3. En outre, la sagesse ne s’attribue pas à Dieu et à la créature de manière équivoque : autrement, la sagesse créée ne conduirait pas à la connaissance de la sagesse incréée ; et il en est de même pour la puissance, la bonté et tous les autres attributs de cette sorte. Mais ce qui s’attribue à une multiplicité d’après des significations totalement différentes s’attribuent de manière équivoque. Donc, d’une certaine manière, la notion de sagesse, selon qu’elle se dit de Dieu et des créatures, est une : non pas certes d’une manière univoque, mais par analogie : et il en est de même pour les autres notions. Mais la notion de sagesse, selon qu’elle se dit des créatures, n’est pas une notion identique à la notion de bonté ou à celle de puissance. Donc, même lorsque ces attributs se disent de Dieu, leurs notions ne sont pas identiques mais différentes.

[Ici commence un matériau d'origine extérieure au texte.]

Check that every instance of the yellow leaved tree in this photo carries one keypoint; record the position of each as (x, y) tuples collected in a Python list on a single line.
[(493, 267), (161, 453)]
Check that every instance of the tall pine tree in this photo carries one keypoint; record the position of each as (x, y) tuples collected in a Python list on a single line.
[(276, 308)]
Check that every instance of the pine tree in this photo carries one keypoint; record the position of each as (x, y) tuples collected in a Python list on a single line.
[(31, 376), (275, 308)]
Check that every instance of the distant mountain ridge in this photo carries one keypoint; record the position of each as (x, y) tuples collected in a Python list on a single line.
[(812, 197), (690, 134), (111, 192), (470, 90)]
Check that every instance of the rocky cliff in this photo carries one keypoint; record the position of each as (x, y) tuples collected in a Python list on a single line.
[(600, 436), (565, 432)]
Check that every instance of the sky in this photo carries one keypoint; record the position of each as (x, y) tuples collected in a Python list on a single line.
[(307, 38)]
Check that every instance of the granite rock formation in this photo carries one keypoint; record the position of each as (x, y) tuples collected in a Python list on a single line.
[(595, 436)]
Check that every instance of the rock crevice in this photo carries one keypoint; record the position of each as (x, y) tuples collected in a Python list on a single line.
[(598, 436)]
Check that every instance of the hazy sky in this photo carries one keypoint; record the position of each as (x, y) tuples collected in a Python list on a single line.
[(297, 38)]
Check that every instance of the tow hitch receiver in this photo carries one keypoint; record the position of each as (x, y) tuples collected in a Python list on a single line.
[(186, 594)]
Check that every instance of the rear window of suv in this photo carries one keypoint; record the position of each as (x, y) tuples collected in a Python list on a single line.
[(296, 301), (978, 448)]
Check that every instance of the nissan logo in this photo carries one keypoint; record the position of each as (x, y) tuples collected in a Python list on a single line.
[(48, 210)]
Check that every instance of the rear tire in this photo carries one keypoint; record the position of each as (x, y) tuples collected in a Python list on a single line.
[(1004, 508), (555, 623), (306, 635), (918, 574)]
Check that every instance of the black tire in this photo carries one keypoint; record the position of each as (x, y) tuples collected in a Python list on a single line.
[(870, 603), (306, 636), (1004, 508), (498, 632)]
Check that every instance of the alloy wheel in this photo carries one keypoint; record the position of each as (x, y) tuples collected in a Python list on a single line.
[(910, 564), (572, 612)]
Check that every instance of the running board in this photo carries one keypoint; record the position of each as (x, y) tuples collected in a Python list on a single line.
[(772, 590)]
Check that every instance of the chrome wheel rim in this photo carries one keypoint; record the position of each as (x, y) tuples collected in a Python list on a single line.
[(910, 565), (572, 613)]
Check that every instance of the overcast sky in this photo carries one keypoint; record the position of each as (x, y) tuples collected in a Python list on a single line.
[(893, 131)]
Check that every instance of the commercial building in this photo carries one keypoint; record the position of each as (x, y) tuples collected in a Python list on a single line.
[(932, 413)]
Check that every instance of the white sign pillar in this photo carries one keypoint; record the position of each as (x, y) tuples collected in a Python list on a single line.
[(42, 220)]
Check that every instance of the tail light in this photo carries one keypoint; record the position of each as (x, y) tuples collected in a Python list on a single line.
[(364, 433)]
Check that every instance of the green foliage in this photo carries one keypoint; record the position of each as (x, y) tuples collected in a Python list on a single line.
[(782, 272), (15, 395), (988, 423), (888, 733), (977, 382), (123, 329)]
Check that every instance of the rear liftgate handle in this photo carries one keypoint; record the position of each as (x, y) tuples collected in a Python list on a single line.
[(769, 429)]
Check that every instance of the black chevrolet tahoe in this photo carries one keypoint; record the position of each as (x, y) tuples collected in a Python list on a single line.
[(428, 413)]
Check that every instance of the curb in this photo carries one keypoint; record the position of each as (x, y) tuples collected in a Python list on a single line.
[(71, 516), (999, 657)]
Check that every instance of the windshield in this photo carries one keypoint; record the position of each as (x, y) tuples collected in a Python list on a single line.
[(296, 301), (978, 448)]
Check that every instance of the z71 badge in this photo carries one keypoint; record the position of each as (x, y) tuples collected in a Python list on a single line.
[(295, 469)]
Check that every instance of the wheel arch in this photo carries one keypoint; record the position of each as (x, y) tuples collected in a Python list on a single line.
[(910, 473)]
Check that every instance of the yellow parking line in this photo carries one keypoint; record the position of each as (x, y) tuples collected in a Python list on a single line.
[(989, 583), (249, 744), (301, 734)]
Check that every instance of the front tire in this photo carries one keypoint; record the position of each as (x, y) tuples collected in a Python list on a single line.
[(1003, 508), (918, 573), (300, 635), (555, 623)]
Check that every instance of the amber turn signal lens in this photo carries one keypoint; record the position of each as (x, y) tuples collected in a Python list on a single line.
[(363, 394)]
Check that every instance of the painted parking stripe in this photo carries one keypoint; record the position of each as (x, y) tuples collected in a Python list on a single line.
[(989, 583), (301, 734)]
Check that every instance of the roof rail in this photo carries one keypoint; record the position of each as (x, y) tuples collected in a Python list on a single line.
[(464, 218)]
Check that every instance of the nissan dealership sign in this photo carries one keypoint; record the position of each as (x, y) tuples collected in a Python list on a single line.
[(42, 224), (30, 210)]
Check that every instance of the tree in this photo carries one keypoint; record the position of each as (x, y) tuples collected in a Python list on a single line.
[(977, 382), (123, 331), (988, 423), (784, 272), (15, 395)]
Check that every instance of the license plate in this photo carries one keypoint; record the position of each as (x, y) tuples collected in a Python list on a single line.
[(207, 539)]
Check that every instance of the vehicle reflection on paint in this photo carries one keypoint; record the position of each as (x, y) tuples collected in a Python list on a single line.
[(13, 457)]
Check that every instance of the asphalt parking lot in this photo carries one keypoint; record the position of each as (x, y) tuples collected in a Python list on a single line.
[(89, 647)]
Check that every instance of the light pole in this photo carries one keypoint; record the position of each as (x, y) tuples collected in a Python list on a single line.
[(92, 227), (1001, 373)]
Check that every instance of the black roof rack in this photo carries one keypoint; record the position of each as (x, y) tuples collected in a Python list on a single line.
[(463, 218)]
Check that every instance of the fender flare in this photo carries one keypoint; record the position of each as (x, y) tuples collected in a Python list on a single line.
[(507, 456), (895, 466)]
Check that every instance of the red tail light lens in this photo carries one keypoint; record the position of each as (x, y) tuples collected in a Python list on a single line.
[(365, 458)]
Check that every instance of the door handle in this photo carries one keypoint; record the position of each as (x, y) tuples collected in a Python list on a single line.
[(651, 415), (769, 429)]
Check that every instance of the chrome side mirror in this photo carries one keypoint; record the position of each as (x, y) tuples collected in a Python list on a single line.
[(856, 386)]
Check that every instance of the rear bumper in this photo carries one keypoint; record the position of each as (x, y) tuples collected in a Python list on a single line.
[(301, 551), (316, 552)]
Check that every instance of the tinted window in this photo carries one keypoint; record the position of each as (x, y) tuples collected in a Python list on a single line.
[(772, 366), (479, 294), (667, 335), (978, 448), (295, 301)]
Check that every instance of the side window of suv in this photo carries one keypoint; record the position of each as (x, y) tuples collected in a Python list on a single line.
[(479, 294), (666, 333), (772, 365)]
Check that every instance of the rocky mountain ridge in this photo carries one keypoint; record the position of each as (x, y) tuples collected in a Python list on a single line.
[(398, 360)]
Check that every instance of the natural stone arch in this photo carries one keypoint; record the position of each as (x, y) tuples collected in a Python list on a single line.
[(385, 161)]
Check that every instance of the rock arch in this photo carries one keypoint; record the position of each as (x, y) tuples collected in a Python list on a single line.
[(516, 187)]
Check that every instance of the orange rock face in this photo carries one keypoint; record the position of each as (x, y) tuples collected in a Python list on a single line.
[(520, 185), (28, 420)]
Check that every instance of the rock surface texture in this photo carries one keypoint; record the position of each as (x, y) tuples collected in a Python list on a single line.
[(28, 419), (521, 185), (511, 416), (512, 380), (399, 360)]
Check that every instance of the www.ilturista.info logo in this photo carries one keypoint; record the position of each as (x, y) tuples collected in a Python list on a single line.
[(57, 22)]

lib. 1 d. 2 q. 1 a. 3 s. c. 4 Praeterea, sicut Deus vere est Pater, ita etiam vere est sapiens. Sed ex hoc quod vere Deus est Pater, non potest dici quod ratio paternitatis sit in intellectu tantum. Ergo nec ex hoc quod Deus vere est sapiens, potest dici quod ratio sapientiae sit in intellectu tantum. Sed ratio paternitatis, quae realiter in Deo est, non est eadem cum ratione divinitatis. Unde nec paternitate est Deus, nec divinitate est Pater : et tamen ista pluralitas rationum non tollit simplicitatem divinam, propter hoc quod essentia et paternitas idem sunt in re. Ergo similiter si ponamus sapientiam et essentiam esse idem re omnino, et rationes eorum diversas, non tolletur simplicitas divinae essentiae. Sed divinae essentiae simplicitas est tota causa quare ista attributa in Deo non differunt. Ergo non est inconveniens ponere, quod sapientiae et bonitatis ratio in Deo est, et tamen una non est altera, si res omnino una ponatur.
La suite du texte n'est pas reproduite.